The EAT dismissed the appeal. On the ET’s findings of fact, there was limited evidence of any behaviours on the part of the Claimant that would have alerted the Respondent to the relevant factual constituents of his disability during his earlier period of employment. The ET had correctly directed itself to the relevant legal test (as set out in A Ltd v Z [2020] ICR 199) and had permissibly (unanimously) concluded that the Respondent had not known that the Claimant had a mental impairment that amounted to a disability. In considering the further question, as to what the respondent might reasonably have known, the reasoning of the ET majority suggested, however, that it had applied a higher test: asking whether the Respondent might reasonably have been put on notice of the need to make further investigation into whether the Claimant suffered from an autistic spectrum disorder, rather than whether it might reasonably have been aware of the need to make enquiry as to the possible effects of a more general mental impairment.

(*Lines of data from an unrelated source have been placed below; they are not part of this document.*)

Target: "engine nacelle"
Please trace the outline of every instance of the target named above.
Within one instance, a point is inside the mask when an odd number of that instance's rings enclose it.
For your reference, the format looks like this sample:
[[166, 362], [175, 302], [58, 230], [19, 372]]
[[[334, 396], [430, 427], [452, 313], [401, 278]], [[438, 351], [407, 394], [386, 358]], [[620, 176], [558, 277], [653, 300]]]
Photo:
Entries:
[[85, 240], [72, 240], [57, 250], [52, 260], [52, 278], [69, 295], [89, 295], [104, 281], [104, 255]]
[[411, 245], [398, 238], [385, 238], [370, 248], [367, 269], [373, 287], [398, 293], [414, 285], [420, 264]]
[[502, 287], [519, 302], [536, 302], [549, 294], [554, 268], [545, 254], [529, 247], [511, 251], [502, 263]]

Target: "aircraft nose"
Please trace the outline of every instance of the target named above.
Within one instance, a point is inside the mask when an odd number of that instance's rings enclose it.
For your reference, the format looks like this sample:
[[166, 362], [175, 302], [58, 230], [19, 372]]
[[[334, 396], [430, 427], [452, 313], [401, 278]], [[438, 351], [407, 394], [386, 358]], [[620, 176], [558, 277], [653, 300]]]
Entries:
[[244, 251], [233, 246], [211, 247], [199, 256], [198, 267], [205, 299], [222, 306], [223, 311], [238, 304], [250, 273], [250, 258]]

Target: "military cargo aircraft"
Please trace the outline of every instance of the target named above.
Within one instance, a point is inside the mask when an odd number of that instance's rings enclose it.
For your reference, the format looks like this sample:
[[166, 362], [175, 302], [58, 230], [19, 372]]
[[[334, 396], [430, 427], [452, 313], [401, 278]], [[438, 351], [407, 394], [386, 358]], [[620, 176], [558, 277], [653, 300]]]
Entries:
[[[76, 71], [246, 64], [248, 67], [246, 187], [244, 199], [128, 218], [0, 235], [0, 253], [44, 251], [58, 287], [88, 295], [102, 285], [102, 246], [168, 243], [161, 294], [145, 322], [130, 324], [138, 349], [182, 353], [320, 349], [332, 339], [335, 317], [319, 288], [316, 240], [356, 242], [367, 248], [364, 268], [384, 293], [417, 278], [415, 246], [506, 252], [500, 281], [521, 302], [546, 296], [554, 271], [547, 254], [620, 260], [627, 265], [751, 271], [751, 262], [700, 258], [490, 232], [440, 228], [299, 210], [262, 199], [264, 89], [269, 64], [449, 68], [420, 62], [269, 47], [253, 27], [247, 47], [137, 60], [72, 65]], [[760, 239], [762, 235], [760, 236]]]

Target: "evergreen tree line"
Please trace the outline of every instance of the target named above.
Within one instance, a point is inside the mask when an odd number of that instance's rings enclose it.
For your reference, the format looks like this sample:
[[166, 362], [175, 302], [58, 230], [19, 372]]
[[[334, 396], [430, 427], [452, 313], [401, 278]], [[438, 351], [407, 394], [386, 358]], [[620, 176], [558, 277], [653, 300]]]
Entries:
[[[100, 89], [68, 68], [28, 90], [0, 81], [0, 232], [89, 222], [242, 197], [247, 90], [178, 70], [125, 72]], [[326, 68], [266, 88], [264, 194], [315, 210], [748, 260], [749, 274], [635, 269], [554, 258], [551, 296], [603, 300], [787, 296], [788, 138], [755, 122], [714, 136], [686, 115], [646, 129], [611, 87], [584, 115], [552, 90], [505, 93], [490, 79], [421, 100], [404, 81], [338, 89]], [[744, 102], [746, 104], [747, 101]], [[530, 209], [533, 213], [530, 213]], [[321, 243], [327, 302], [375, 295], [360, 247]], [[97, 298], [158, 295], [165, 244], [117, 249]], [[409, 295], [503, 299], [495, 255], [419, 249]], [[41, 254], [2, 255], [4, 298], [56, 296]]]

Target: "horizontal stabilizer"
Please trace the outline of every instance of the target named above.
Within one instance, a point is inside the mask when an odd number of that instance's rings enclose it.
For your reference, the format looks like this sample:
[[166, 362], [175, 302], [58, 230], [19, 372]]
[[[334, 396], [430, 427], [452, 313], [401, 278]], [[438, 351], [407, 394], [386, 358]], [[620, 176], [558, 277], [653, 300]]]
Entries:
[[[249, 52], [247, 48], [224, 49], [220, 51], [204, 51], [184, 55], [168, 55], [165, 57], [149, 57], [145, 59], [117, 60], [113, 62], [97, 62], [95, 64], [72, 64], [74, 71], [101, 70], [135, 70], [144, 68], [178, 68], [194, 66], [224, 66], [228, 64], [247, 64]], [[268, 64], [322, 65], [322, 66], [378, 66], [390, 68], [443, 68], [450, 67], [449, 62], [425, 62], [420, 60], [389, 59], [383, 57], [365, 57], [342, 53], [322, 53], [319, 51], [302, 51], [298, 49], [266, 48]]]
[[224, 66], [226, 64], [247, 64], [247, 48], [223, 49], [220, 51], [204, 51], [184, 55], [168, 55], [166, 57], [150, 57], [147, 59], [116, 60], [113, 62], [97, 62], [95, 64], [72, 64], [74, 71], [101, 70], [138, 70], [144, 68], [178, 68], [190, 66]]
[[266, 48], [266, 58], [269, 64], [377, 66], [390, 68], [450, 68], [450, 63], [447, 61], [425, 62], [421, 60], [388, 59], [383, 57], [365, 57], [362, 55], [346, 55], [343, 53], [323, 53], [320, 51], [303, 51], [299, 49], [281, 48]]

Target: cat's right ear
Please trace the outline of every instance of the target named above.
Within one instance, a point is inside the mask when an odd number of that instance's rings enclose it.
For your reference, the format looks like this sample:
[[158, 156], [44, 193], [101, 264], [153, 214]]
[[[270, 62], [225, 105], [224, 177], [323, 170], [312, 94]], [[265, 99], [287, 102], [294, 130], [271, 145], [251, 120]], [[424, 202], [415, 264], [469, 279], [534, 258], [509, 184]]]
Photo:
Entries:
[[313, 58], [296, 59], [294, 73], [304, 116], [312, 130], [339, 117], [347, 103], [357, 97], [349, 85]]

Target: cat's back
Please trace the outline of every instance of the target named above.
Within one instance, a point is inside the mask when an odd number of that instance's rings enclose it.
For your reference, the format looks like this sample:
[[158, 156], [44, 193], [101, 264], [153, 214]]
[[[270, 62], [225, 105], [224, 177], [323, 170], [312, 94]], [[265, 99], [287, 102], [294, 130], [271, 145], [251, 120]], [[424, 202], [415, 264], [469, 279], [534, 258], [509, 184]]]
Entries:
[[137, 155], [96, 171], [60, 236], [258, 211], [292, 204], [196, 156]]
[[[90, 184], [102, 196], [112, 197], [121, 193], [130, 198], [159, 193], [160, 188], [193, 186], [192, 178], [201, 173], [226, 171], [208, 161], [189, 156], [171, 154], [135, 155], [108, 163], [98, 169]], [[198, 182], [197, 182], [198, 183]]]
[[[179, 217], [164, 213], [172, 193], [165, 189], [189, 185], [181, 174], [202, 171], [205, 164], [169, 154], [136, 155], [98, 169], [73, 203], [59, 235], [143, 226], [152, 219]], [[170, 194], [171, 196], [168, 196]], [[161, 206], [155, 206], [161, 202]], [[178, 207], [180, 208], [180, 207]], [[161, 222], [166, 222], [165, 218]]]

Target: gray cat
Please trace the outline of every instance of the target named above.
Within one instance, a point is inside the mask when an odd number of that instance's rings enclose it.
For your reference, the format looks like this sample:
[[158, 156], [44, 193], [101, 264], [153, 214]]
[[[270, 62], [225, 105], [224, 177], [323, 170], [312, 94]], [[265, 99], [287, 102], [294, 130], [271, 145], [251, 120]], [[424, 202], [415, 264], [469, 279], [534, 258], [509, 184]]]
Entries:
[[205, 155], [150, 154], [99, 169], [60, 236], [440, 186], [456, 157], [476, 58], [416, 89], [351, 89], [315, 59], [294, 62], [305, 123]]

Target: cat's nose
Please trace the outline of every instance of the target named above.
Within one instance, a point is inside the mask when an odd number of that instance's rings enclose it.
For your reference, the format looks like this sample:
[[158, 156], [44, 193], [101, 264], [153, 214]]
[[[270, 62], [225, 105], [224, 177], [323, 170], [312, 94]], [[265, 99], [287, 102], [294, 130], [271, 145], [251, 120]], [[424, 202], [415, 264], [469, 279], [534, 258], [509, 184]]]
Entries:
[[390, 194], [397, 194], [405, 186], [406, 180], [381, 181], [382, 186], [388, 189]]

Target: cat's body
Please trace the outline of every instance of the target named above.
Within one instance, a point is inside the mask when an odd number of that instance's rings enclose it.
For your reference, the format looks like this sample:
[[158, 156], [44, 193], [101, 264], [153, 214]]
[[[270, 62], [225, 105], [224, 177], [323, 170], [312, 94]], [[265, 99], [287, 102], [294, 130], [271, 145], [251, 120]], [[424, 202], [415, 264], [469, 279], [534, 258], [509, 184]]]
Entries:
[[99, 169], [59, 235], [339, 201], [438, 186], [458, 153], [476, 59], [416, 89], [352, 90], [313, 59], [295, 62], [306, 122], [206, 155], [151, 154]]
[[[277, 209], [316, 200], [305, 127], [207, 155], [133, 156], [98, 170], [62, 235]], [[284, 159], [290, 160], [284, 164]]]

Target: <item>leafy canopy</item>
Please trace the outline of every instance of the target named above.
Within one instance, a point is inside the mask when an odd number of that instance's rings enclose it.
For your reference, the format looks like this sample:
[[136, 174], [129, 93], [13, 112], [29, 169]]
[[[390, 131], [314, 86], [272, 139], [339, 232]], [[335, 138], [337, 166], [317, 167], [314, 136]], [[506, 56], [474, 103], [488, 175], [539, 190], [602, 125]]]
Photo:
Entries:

To that extent the ET majority’s decision was unsafe. The majority had, however, then gone on to consider the counterfactual, asking itself what would have happened had the Respondent made such further enquiry, but finding as a fact that the Claimant would have refused any assessment. In the circumstances, the ET majority had been entitled to conclude that the Respondent had demonstrated that it had neither actual nor constructive knowledge of the relevant facts of the Claimant’s disability.